Ce souhait rejoint les axes de la politique numérique menée par la Ville de Bordeaux. Poursuivre la mue de la Belle Endormie, entrer dans l’ère digitale après avoir réveillé le patrimoine de la ville, Michel Duchène, adjoint au Maire chargé de la cité numérique, de la prospective et de la stratégie urbaine, place l’urbanisme et le numérique dans un même continuum. Les deux mandats précédents avaient choisi comme colonne vertébrale la revalorisation de la cité sur ses façades, dans ses artères et dans la perception de ses habitants, aujourd’hui l’enjeu est celui de la recherche d’une nouvelle modernité. Du patrimoine de l’Unesco au city wall qui prendra place bientôt au cœur de la ville, l’exercice pourrait tourner au grand écart si la relation humaine était tenue à l’écart d’une approche urbaniste trop technique, trop virtuose.

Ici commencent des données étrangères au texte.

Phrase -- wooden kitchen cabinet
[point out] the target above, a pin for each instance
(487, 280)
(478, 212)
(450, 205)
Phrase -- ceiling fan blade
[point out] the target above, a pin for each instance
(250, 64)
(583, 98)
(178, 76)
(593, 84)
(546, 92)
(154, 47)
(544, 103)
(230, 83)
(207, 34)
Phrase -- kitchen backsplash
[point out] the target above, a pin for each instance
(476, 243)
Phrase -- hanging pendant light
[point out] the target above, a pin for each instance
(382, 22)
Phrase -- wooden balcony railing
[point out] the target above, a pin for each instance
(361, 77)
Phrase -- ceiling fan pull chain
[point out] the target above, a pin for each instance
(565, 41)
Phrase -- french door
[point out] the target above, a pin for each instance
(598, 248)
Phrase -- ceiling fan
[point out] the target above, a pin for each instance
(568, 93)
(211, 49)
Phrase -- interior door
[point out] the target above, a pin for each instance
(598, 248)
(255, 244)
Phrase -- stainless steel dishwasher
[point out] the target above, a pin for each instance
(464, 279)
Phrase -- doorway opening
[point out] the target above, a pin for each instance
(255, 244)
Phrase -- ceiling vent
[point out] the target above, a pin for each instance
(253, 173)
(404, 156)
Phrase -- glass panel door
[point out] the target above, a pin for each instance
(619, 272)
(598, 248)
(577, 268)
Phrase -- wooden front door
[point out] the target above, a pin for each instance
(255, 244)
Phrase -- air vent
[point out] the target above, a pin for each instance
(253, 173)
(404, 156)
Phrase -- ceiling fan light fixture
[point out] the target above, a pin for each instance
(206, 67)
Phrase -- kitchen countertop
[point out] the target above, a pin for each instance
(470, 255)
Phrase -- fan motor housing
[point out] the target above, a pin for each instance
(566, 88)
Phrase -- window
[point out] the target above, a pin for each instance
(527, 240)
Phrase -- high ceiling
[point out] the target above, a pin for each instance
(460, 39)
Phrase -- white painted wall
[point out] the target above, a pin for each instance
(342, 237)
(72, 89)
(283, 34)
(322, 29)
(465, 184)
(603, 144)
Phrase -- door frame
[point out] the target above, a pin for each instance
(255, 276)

Car le pari est celui du lien social. Le nouveau plan de circulation et l’arrivée du tram ont rapproché le centre ville des habitants. Pour Michel Duchène, le numérique doit assurer la même fonction. Les 600 QR codes disséminés dans la ville livrent des instantanés historiques, des informations sur la vie de la cité. Le portail jeparticipebordeaux ouvre ses pages aux habitants pour participer aux débats. Aux habitants, à tous les habitants ? Sans doute non puisque ce type d’initiatives intéresse en premier lieu les habitués du digital. Alors pour ne pas accentuer les écarts entre les populations par une fracture numérique, une opération a été également lancée en direction des quartiers défavorisés. La Mairie met à disposition des ordinateurs dont ses services ne se servent plus, remis à neuf et équipés de logiciels. Des formations pour les habitants sont ensuite organisées au plus proche de chez eux, au bas des immeubles. Le quartier des Aubiers est le premier bénéficiaire de l’action de formation au bas des immeubles. D’autres actions sont en chantiers touchant toutes les catégories de populations, toutes les générations. Mais parmi tous les projets de la cité digitale, le déploiement des tableaux interactifs remporte la préférence de Michel Duchene car il touche les jeunes générations, celles pour qui on ne peut être en retard, celles qui doivent être formées pour le futur.

Antoine Bidegain, chargé de mission pour le numérique à la Mairie de Bordeaux, anime le déploiement du numérique dans toutes les arcanes de la cité. Il veille particulièrement sur la mise en œuvre de l’opération TNI. Pour lui, le choix de ne pas se placer dans le cadre de l’expérimentation mais de proposer plutôt un outil déjà éprouvé à une grande échelle favorise le succès de l’opération. L’écueil technologique et pédagogique a dans ces conditions une faible probabilité de se manifester. Le choix d’associer l’inspection académique dans la sélection des projets et dans leur accompagnement est également un facteur de réussite.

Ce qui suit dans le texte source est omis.